El capitán rescatista adventista, Robinson Navarro, reflexiona sobre vidas salvadas, pérdidas dolorosas y la fe que lo sostuvo tras el terremoto en Venezuela.
3 de septiembre de 2026 | Caracas, Venezuela | Nohemi Belandria y Noticias de la División Interamericana
Cuando el suelo empezó a temblar, el capitán Robinson Navarro estaba en la segunda planta de la estación de bomberos de Caracas, que era su base. Al principio, no le dio mucha importancia. Días antes, se había producido un temblor que sus compañeros ni siquiera habían notado. Pero esta vez, el temblor se intensificó y no cesó. En cuestión de segundos, llevó a cabo la evaluación que requiere su formación.
“Si bajaba, había dos losas que podían caerme encima”, recordó. “Donde yo estaba, solo había una”.
La salida estaba demasiado lejos, así que Navarro decidió que la opción más segura era quedarse donde estaba. Mientras el temblor continuaba, secciones del techo empezaron a caer sobre él.
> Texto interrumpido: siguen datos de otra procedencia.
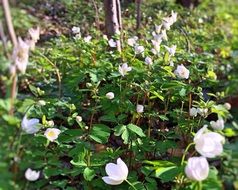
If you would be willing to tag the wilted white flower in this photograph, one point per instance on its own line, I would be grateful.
(32, 175)
(139, 108)
(132, 41)
(30, 126)
(227, 106)
(112, 43)
(217, 125)
(52, 134)
(76, 30)
(171, 50)
(208, 144)
(87, 39)
(79, 118)
(193, 112)
(197, 168)
(148, 61)
(202, 111)
(34, 34)
(117, 173)
(182, 72)
(139, 49)
(110, 95)
(124, 69)
(21, 55)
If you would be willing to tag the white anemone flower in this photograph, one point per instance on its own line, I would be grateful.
(34, 33)
(32, 175)
(75, 30)
(158, 28)
(112, 43)
(87, 39)
(171, 49)
(203, 112)
(217, 125)
(21, 55)
(30, 126)
(52, 134)
(139, 108)
(227, 106)
(139, 49)
(124, 69)
(110, 95)
(132, 41)
(182, 72)
(208, 144)
(197, 168)
(117, 173)
(193, 112)
(148, 61)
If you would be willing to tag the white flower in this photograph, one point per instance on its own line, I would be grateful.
(139, 108)
(76, 30)
(50, 123)
(202, 111)
(139, 49)
(34, 34)
(30, 126)
(193, 112)
(227, 106)
(217, 125)
(110, 95)
(182, 72)
(208, 144)
(32, 175)
(112, 43)
(21, 55)
(79, 118)
(117, 173)
(42, 102)
(132, 41)
(148, 61)
(87, 39)
(174, 16)
(52, 134)
(158, 28)
(156, 44)
(171, 49)
(169, 21)
(197, 168)
(124, 69)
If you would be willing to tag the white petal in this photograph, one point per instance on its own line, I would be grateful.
(111, 181)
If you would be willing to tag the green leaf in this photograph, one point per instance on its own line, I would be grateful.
(100, 133)
(135, 129)
(88, 174)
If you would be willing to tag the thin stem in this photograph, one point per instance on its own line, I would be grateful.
(185, 152)
(56, 70)
(131, 184)
(8, 19)
(13, 93)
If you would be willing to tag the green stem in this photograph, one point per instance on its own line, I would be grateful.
(200, 185)
(185, 152)
(131, 184)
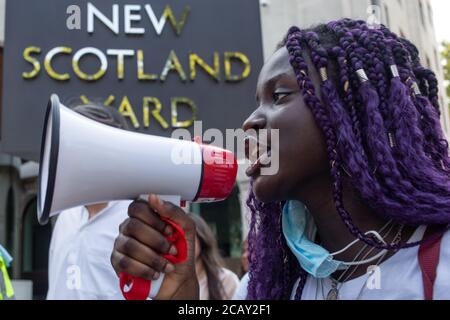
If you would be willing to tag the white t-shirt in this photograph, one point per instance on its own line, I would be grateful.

El capitán Robinson Navarro, de la División de Rescate y Operaciones Especiales del Departamento de Bomberos de Caracas, aparence frente a un edificio destruido por el terremoto de La Guaira, Venezuela. Navarro, que ha sido rescatista durante 18 años y anciano en la iglesia adventista Central en Carayaca, trabajó entre los escombros desde el primer día de la catástrofe. [Fotografía: Elisamuel Devis].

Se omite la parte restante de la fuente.